What the card shows
A well-dressed merchant stands between two kneeling figures in ragged clothing, holding a balanced scale in one hand and dispensing coins from the other; six pentacles float overhead in an even arrangement.
Upright meaning
In the Rider-Waite-Smith tradition, the Six of Pentacles is read as the card of material generosity in transaction — the moment when resources flow from those who have them to those who need them, mediated by the balance of fair exchange. The scale in the merchant's hand is the card's defining object: it signals that this giving is measured, not impulsive, and that equity rather than charity is the operative principle. Waite associated the Sixes with harmony following disruption, and in Pentacles that harmony is expressed as a redistribution of material resources within a social structure. The kneeling figures receive, the standing figure distributes — but the tradition resists reading this as a simple hierarchy; the scale insists that the exchange is being judged against a standard of fairness. Practitioners often note the ambiguity of the card's power dynamic: the giver holds the scale, and thus controls the measure.

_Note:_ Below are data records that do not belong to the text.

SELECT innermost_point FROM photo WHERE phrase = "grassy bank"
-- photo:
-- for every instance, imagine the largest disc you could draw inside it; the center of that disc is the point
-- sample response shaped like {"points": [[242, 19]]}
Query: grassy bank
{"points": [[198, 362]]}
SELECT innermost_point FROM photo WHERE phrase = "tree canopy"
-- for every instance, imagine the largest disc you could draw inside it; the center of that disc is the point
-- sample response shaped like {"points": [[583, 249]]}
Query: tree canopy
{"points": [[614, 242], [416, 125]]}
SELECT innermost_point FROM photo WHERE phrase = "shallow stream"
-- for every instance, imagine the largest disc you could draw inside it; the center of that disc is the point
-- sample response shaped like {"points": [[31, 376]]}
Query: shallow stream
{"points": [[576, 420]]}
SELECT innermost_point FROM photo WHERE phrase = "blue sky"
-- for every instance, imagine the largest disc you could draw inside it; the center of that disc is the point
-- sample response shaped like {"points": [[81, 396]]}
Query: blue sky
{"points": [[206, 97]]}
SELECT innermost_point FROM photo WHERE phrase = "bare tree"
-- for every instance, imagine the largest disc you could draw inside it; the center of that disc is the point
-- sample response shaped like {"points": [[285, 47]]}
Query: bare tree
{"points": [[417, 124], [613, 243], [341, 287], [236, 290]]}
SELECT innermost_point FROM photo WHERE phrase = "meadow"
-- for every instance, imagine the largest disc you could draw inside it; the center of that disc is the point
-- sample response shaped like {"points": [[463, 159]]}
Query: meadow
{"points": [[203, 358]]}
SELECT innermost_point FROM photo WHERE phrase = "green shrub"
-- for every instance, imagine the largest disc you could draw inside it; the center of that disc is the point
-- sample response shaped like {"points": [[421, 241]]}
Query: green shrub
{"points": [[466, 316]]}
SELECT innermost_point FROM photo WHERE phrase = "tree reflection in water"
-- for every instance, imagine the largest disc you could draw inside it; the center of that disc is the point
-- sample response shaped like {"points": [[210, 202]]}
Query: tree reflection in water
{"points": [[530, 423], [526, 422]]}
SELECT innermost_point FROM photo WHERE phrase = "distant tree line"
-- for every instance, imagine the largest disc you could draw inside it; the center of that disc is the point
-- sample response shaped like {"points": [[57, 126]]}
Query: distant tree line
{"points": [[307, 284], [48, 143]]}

Contemporary RWS readers bring a more layered reading to the Six of Pentacles, noting that generosity and power are entangled in the card's imagery. The card is read as a positive omen when it describes charity given or received in good faith, fair wages, the repayment of a debt, or the arrival of financial support from an institution or patron. It is read more cautiously when it describes a relationship in which one party controls the terms of the giving. Practitioners frequently use this card to open a conversation about the difference between transactional generosity — giving with conditions — and genuine material solidarity.
Reversed meaning
Reversed, the Six of Pentacles points to an imbalance in how resources are being distributed — generosity withheld, a debt unpaid, or charity given with strings attached that compromise the dignity of the recipient. The tradition also reads the reversal as possible exploitation disguised as beneficence: the scale is no longer level, and one party is benefiting disproportionately from the arrangement. Practitioners sometimes read the reversed Six as a warning to examine who controls the terms of an exchange currently underway.
In a reading
In the Situation position, the Six of Pentacles describes a material exchange — financial support given or received, a transaction in progress, or a redistribution of resources within a relationship or institution. In the Action position, it counsels measured generosity: giving within one's actual means, receiving without shame, and paying attention to whether the exchange is genuinely equitable. In the Outcome position, it points toward a resolution of material imbalance — resources finding their appropriate level.
These notes follow the Rider-Waite-Smith tradition. They describe what the card is associated with — not predictions about your life.